March 8, 2022 at 12:09 pm
Hi All,
My table size is 80GB. In that table one column is XML when i transfer the table from server to local using SSIS like OLED Source and OLED Destination it will take time more almost 15 hours time take .How to reduce the time like fast way to transfer the data using SSIS.Please check below column list.
id name xmldata
Please help me
Regards
Pols
March 8, 2022 at 2:54 pm
Without knowing your setup (hardware side), I would say get a faster network connection. Transferring 80 GB in 15 hours is just over 5 GB per hour, which is 0.08 GB per minute (91 MB per min), or 1.5 MB per second (12 megabit per second). These are all approximations and I rounded to make the numbers nicer.
I work remotely (work from home) and my internet speeds are 10 MegaBit per second for downloads, so it would take me over 15 hours to pull in those 80 GB.
Now, that being said, it MIGHT not be your network, but could be your memory. SSIS operates as much in memory as it can. If your RAM on the server hosting SSIS is not enough, you may end up paging to disk which is a slow operation. If I remember right (been a while since I did analysis or investigation on this), SSIS pulls the entire table into memory before it writes it to disk. So if the table is 80 GB, you NEED to have 80 GB of RAM free on the server hosting SSIS. If you are running SSIS on your desktop, that will need 80 GB free to copy the data into memory before it can be copied to your database.
Now, to make things faster, what I would recommend is to create a linked server on your local system to the remote system and then just do an INSERT and skip over the SSIS side of things. That will remove the overhead of needed the free memory to hold the data for the transfer and removes the overhead of creating and maintaining an SSIS package. Mind you, if the problem is with the network, that won't help things, it'll still be slow. You can verify if it is this by watching the memory in task manager or perfmon to see if the server maxes out on memory.

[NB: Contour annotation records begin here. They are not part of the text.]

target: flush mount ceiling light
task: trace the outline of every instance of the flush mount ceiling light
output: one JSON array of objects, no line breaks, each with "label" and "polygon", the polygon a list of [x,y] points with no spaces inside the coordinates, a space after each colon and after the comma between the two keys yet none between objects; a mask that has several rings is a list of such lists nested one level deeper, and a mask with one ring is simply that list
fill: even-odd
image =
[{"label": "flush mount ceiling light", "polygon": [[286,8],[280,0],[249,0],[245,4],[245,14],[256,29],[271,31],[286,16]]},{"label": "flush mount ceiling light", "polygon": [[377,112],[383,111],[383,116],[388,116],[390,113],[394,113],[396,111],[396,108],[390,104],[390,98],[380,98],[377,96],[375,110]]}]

My last piece of advice would be to remove all nonclustered indexes on the destination table. These will only slow down your inserts. Mind you, with only 3 columns, and the columns being what they are, I would expect you have 0 nonclustered indexes and 1 clustered index on name and id.

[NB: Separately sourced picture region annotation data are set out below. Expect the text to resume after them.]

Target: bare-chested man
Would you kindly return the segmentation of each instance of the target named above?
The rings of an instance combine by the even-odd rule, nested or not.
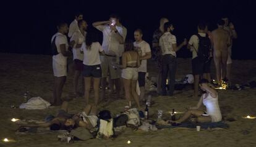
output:
[[[229,32],[224,30],[224,22],[218,21],[218,28],[212,31],[213,57],[216,68],[216,77],[219,84],[221,79],[226,79],[228,47],[231,44]]]
[[[225,24],[224,25],[224,29],[227,30],[229,33],[231,38],[231,45],[228,47],[228,55],[227,61],[227,79],[230,82],[231,72],[231,65],[232,65],[232,44],[233,39],[237,38],[237,34],[234,28],[234,26],[232,22],[229,22],[227,17],[223,17],[222,20],[224,20]]]

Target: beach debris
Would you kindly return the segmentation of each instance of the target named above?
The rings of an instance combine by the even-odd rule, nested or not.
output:
[[[2,140],[2,141],[3,141],[4,142],[9,142],[9,141],[10,141],[8,140],[8,138],[6,138],[3,139],[3,140]]]
[[[20,119],[15,119],[15,118],[12,118],[12,119],[11,119],[11,121],[12,121],[12,122],[16,122],[16,121],[19,121]]]
[[[255,119],[256,118],[256,117],[255,116],[249,116],[249,115],[245,117],[243,117],[245,119]]]

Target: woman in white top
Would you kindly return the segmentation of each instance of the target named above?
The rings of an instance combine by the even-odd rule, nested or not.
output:
[[[98,37],[96,33],[92,33],[92,31],[90,31],[87,32],[85,42],[83,43],[80,50],[83,53],[83,76],[85,79],[86,104],[89,104],[91,79],[93,78],[95,104],[97,105],[99,100],[100,81],[101,77],[100,53],[104,54],[104,51],[101,46],[98,42]]]
[[[140,65],[140,57],[137,52],[134,50],[133,42],[126,41],[124,52],[122,55],[122,65],[119,67],[122,68],[121,76],[124,81],[126,98],[128,101],[129,106],[131,107],[131,99],[134,97],[139,109],[140,106],[139,95],[136,93],[136,84],[138,81],[138,67]]]
[[[221,121],[222,117],[218,102],[217,92],[209,86],[209,81],[207,79],[201,79],[199,82],[199,85],[205,93],[201,96],[197,106],[190,107],[181,118],[174,121],[174,122],[181,123],[191,116],[196,117],[195,121],[197,122],[215,122]],[[205,112],[198,109],[202,104],[203,104],[206,107],[207,111]]]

Others may have better ideas, but that is what I'd try.
NOTE - when I say "server" above, I mean whichever computer is running your SSIS. It MIGHT be a server doing it or it could be your local machine. I do not know how you have things set up.
The TL;DR version - if it is your network/internet speeds, you may be stuck with it with no way to improve. If it is due to memory constraints (paging to disk), using a linked server instead of an SSIS package may help. If it is due to the inserts themselves, removing nonclustered indexes on the destination may help.

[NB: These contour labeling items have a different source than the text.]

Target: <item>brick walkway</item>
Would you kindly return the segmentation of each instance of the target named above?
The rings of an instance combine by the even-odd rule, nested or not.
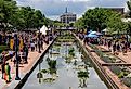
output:
[[[79,40],[79,38],[77,37],[77,39]],[[83,41],[79,40],[82,44]],[[86,48],[88,48],[90,51],[93,50],[91,49],[89,46],[86,44]],[[101,60],[101,58],[95,53],[95,52],[91,52],[91,54],[93,55],[93,58],[96,59],[96,61],[99,63],[105,63],[104,61]],[[129,89],[126,85],[123,85],[120,79],[118,78],[117,75],[115,75],[107,66],[103,66],[104,72],[112,78],[112,80],[115,81],[115,84],[119,87],[119,89]]]
[[[105,46],[97,46],[97,47],[103,48],[103,49],[105,49],[105,50],[108,50],[107,47],[105,47]],[[110,52],[110,53],[112,53],[112,52]],[[116,55],[116,56],[120,58],[120,59],[123,60],[126,63],[131,63],[131,52],[127,52],[127,53],[125,53],[125,55],[122,54],[122,52],[119,52],[119,54]]]
[[[26,73],[28,73],[34,64],[39,60],[41,54],[45,51],[45,49],[51,44],[51,42],[47,46],[45,43],[43,44],[43,50],[41,50],[41,53],[38,53],[38,51],[29,51],[28,54],[28,64],[19,64],[19,77],[23,78]],[[12,76],[12,81],[10,84],[6,84],[3,79],[1,79],[1,71],[0,71],[0,89],[14,89],[16,85],[19,82],[19,80],[15,80],[15,74],[16,74],[16,67],[14,67],[14,63],[11,62],[11,60],[8,61],[9,64],[11,65],[11,76]]]

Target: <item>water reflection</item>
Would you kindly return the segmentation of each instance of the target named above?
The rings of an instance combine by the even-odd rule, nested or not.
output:
[[[80,50],[79,50],[80,49]],[[38,73],[42,77],[37,78]],[[96,84],[95,84],[96,82]],[[76,43],[55,42],[24,89],[107,89]]]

The above is all just my opinion on what you should do.
As with all advice you find on a random internet forum - you shouldn't blindly follow it. Always test on a test server to see if there is negative side effects before making changes to live!
I recommend you NEVER run "random code" you found online on any system you care about UNLESS you understand and can verify the code OR you don't care if the code trashes your system.
March 8, 2022 at 3:05 pm
Another possibility is pushing the contents of the table to a text file on the remote server, zipping that, copy to local server, unzip and import.
As implied in the previous post, finding where the bottleneck is will help determine the best next steps.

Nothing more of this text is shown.